Framing Reality: Concussion von Stacie Passon

"Concussion"

Zum ersten Mal findet dieses Jahr die Filmserie „Framing Reality“ im Filmcasino statt. Den Gründern dieser Reihe ist es ein Anliegen Filme zu zeigen, die es nicht in den regulären Verleih schaffen – vor allem Filme von Frauen und Filme für Frauen. Unterhaltungsfilme mit Anspruch. Eine gute Idee, wahrscheinlich auch eine wichtige. „Framing Reality #1“ konzentrierte sich auf Filme, die in den letzten Jahren am Sundance-Festival gelaufen sind, es aber nicht nach Österreich geschafft haben. Außerdem wurde der Dokumentarfilmerin Barbara Kopple eine Personale gewidmet. Mich hat es schließlich, zu Stacie Passons Concussion verschlagen.
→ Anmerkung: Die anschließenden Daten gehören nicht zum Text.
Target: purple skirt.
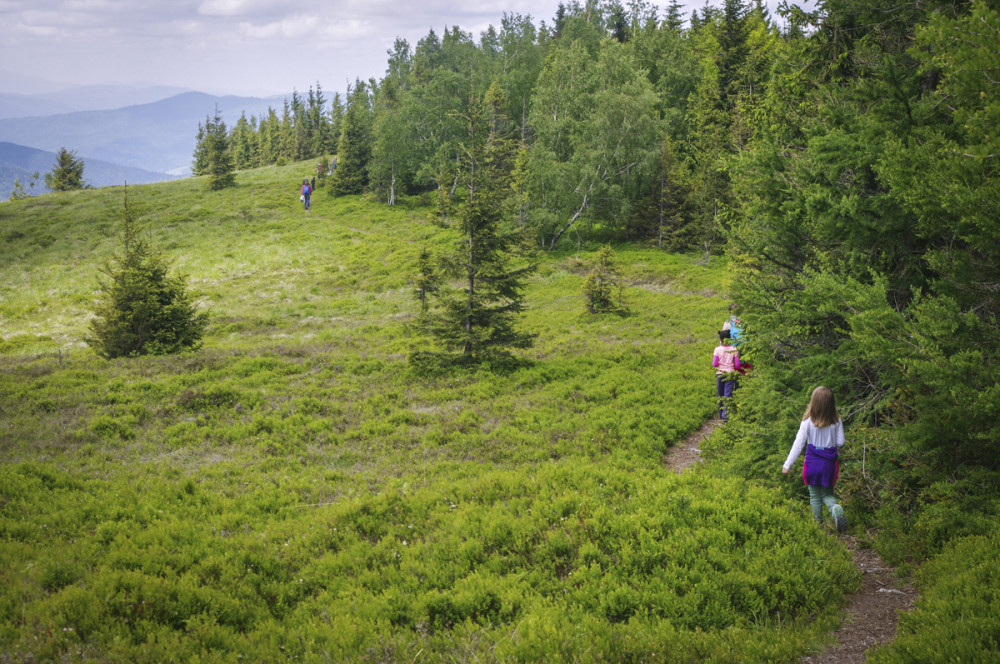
[802,443,840,489]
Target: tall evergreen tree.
[195,106,236,189]
[45,148,86,191]
[330,80,372,196]
[87,187,208,358]
[414,84,533,364]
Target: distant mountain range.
[0,142,179,200]
[0,85,190,119]
[0,88,283,199]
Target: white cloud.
[198,0,296,16]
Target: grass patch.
[0,164,855,662]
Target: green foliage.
[583,244,628,314]
[7,178,28,201]
[45,148,87,191]
[191,107,236,190]
[87,189,207,358]
[330,81,372,196]
[0,162,868,662]
[414,84,534,365]
[870,531,1000,664]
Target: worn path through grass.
[663,418,917,664]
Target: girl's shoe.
[830,505,847,533]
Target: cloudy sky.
[0,0,812,96]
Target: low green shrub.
[868,530,1000,664]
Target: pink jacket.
[712,346,740,375]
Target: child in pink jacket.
[712,330,740,422]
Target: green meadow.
[0,164,857,663]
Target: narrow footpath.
[663,419,917,664]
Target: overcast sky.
[0,0,805,96]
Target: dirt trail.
[663,419,917,664]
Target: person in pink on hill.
[712,330,740,422]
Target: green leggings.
[809,485,837,522]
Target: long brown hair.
[802,385,840,427]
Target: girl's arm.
[781,419,809,474]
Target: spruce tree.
[45,148,86,191]
[413,84,534,365]
[86,189,208,358]
[583,244,628,314]
[330,81,372,196]
[191,106,236,189]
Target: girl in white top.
[781,385,847,533]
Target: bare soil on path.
[663,419,917,664]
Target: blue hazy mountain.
[0,142,175,200]
[0,85,189,119]
[0,92,283,181]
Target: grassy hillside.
[0,165,856,662]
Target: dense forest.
[205,0,1000,648]
[0,0,1000,664]
[205,0,1000,548]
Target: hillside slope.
[0,163,856,663]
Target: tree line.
[193,0,788,250]
[189,0,1000,516]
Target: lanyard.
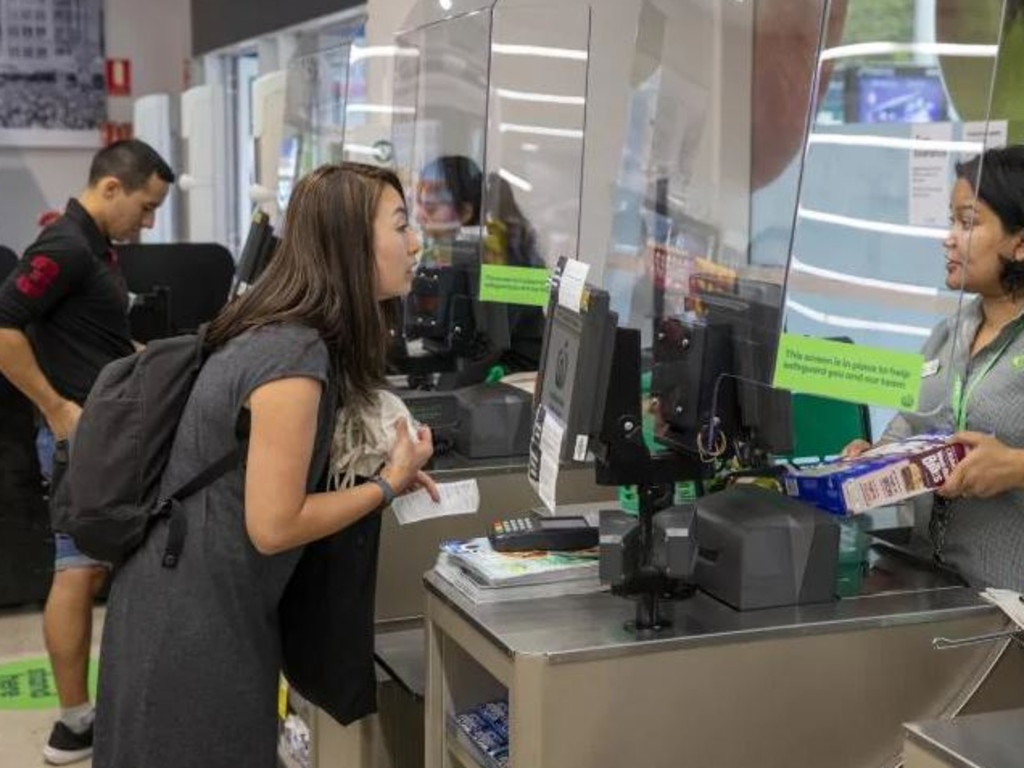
[950,321,1024,432]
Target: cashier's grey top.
[882,298,1024,590]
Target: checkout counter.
[903,710,1024,768]
[278,0,1024,768]
[424,550,1024,768]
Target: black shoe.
[43,720,92,765]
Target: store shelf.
[449,740,485,768]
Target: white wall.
[0,0,191,252]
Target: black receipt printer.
[691,484,839,610]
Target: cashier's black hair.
[420,155,483,226]
[956,146,1024,297]
[89,138,174,193]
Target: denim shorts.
[36,426,111,570]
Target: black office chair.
[0,246,17,283]
[118,243,234,341]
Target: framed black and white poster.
[0,0,106,147]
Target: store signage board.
[772,334,925,411]
[0,656,99,711]
[480,264,550,307]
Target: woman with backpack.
[93,164,437,768]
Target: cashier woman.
[847,146,1024,590]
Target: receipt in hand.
[391,480,480,525]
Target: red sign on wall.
[106,58,131,96]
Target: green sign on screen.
[773,334,924,411]
[0,657,99,710]
[480,264,549,306]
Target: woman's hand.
[381,417,438,501]
[43,400,82,440]
[938,432,1024,499]
[842,438,871,459]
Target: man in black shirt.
[0,140,174,765]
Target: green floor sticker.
[773,334,924,411]
[0,657,99,710]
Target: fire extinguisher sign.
[106,58,131,96]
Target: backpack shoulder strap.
[155,408,252,568]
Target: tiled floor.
[0,607,103,768]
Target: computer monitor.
[118,243,234,341]
[651,280,793,464]
[847,67,949,123]
[530,259,614,468]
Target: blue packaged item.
[455,710,509,765]
[784,434,966,515]
[474,699,509,743]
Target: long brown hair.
[207,163,404,402]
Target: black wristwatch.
[369,475,396,507]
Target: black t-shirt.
[0,200,134,404]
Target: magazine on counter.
[434,552,604,604]
[440,537,598,587]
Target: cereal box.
[785,434,966,514]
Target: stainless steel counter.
[425,553,998,664]
[906,710,1024,768]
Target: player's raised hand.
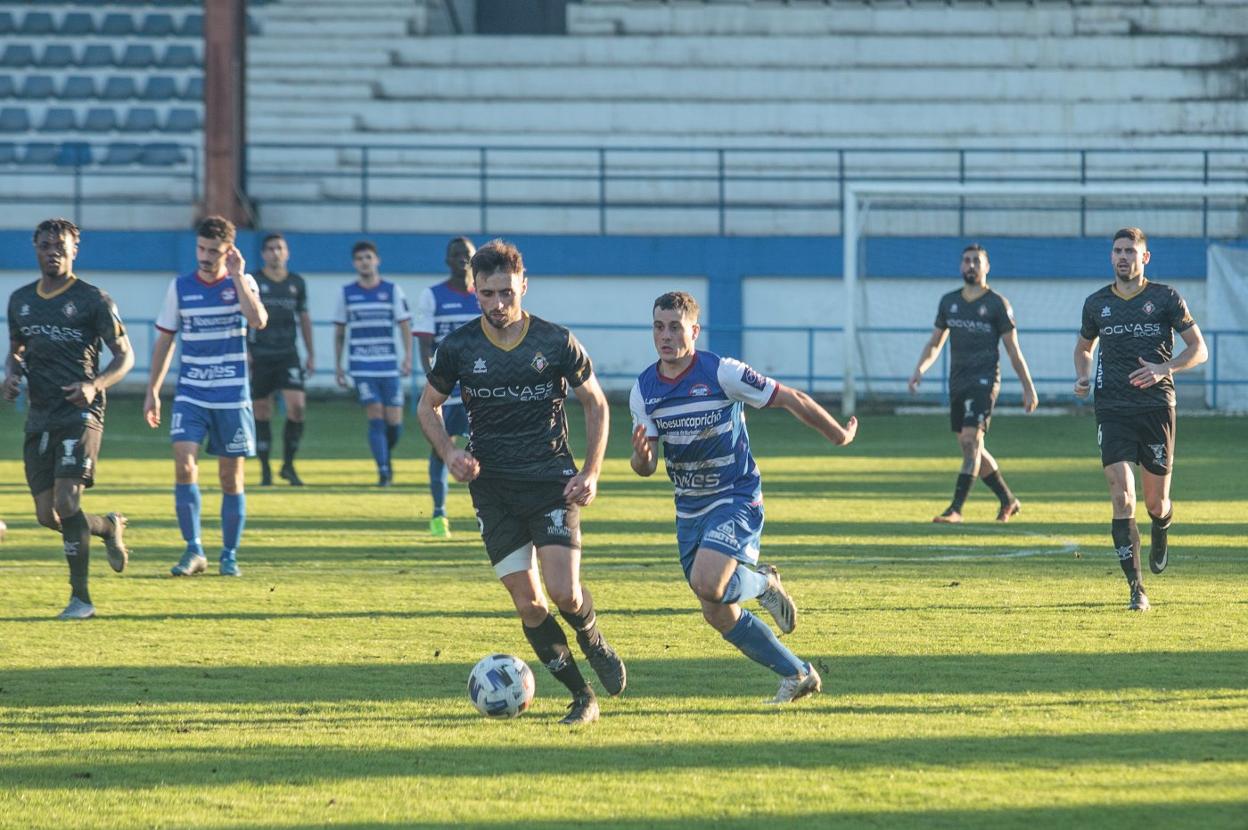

Robin Weigert in "Concussion"

Abby Ableman (Robin Weigert) ist eine Hausfrau Anfang/Mitte Vierzig mit zwei Kindern und einem tollen Haus. Sie ist sexuell unbefriedigt und nachdem ihr Sohn ihr einen Baseball an den Kopf wirft, entscheidet sie sich ihre Karriere als Innenarchitektin wiederzubeleben und eine Wohnung zu renovieren (die Korrelation zwischen diesen Ereignissen erschließt sich mir nicht ganz, aber irgendeinen Grund muss es doch haben, dass der Film nach der Gehirnerschütterung benannt ist, die Abby durch den Baseballunfall davonträgt). Abby pendelt also fortan von den Suburbs in die Stadt und kommt schon bald auf die Idee ihren Sexualtrieb mit Prostituierten zu befriedigen (die Wohnung kommt ihr dabei gerade recht). Nachdem ihr das zu teuer kommt, empfiehlt ihr Justin, ihr Mitarbeiter, der die handwerklichen Arbeiten in der Wohnung übernimmt, doch selbst im horizontalen Gewerbe einzusteigen. Glücklicherweise ist Justins neue Freundin Zuhälterin – kein Witz. Dieser Plot stammt nicht aus der Feder von Jason Friedberg und Aaron Seltzer (ich habe es in den Credits überprüft), sondern ist als ernstgemeintes Indie-Drama konzipiert. Und tatsächlich war der Film ein Hit beim Sundance Festival 2013 und wurde später auch auf der Berlinale gezeigt. Wie es dazu kommen konnte? Abby Ableman ist lesbisch, lebt mit einer erfolgreichen Rechtsanwältin zusammen und hat Sex mit Frauen, der auch recht explizit – für amerikanische Verhältnisse – vor der Kamera praktiziert wird.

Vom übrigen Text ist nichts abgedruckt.